3. Joe, the New York Times for a few years now has been running articles on how not only are doctors’ and hospitals bills’ to the uninsured and under-insured negotiable, but the billing departments actually expect people to call and haggle over the bills. The nominal fee on a bill is monopoly dollars. Plus consumers need to understand that the rate of errors on medical bills is on the order of 50% and typically sizable. It has become such a problem that there is now a profession called “Patient Advocate,” where someone (often a retired nurse or other health care professional) who knows how to decipher what is on the bill. See the article After a Diagnosis, Someone to Help Point the Way, also in the Times. .
People talk about letting the consumer “choose” and so let free market forces work, but the health care system has so much in it that is arcane that the typical patient could not possibly make an informed choice. So it is not a free market when buyers do not have access to needed information.

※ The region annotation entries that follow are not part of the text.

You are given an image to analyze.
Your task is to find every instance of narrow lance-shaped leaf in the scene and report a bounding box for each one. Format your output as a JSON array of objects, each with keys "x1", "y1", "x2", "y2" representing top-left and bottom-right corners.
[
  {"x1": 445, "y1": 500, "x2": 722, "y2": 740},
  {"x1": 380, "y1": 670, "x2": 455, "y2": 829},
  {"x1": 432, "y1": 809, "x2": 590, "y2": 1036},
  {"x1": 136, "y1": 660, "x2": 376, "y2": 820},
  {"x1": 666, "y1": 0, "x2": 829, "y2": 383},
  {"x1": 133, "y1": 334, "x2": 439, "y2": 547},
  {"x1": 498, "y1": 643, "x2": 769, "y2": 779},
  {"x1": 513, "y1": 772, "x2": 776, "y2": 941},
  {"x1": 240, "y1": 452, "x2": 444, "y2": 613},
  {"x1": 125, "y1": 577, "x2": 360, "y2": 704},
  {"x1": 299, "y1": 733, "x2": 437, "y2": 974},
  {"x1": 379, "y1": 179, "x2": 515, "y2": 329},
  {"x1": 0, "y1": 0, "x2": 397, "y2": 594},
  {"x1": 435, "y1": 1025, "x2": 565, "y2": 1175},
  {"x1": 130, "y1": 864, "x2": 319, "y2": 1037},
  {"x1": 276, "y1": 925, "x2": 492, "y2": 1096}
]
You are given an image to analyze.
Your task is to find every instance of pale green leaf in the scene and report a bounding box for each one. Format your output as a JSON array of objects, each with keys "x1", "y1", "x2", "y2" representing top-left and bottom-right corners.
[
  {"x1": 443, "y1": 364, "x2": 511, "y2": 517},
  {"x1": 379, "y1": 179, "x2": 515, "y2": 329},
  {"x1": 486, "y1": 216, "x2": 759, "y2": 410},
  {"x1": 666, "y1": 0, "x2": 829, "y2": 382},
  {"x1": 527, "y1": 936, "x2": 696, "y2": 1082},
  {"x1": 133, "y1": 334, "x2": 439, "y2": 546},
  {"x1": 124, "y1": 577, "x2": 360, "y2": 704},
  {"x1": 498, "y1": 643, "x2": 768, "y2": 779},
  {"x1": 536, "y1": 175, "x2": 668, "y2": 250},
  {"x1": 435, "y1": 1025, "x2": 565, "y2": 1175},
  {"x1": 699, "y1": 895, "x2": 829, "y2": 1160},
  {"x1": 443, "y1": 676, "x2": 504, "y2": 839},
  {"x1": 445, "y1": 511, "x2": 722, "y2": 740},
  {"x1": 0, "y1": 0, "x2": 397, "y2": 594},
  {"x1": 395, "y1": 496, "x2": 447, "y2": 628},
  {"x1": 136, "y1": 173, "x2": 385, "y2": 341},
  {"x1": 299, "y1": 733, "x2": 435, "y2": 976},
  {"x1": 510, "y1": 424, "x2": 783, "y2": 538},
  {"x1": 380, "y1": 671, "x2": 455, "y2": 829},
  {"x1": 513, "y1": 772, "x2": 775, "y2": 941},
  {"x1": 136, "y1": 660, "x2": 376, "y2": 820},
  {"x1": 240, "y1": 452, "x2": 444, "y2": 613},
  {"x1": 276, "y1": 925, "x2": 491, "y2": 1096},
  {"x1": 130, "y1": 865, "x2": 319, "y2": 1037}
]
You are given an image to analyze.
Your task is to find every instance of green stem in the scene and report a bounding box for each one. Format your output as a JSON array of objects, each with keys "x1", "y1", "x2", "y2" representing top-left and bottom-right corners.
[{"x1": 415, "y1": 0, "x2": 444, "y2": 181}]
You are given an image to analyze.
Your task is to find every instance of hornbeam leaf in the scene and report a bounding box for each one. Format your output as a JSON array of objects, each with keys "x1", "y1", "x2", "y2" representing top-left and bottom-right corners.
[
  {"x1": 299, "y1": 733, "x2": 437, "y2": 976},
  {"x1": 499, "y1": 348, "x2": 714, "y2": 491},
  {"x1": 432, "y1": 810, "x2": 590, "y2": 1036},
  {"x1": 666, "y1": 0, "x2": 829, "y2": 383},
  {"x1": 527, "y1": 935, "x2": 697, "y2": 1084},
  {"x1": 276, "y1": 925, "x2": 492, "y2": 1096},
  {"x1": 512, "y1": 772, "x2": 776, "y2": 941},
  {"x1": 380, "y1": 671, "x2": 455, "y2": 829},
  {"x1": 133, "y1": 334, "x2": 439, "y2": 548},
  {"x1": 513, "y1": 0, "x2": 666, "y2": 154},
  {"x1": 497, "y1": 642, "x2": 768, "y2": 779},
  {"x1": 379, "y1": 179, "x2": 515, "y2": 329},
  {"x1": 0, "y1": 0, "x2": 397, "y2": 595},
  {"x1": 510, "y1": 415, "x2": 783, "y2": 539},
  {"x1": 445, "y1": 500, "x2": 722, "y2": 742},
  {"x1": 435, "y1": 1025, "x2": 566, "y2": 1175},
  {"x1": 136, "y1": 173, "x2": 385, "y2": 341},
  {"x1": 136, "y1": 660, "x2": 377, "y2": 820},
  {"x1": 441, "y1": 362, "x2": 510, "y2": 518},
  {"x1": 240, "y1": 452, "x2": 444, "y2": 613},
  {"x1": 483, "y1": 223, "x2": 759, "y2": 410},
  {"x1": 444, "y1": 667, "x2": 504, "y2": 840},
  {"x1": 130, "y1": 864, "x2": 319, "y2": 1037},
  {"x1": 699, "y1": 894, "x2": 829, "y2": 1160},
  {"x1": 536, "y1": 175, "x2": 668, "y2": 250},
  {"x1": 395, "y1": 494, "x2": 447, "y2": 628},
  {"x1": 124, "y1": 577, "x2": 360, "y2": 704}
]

4. But more of those on the left need to acknowledge that there most certainly are preventive health measures that the “have nots” can implement, at enormous savings to us all. People just need a simple financial incentive structure to practice this preventive medicine. Such preventive medicine translates to national health savings on the order of 30%, from my reading. Google on what the President of Safeway (Steven Burd) did when he gave Safeway employees a health insurance rate structure that resulted in higher premiums for those showing poor habits in the areas of tobacco usage, weight, cholesterol and blood pressure. Safeway health costs went down as its employees started practicing more preventive medicine, more than justifying the financial incentives. See for example Safeway CEO on free-market health care solutions.
5. Never forget that a healthy blue collar and middle class are essential to the success of companies and so your stocks.
Thank you both for your comments, and Elle, you ever feel the urge to send me a guest post, my blog welcomes you.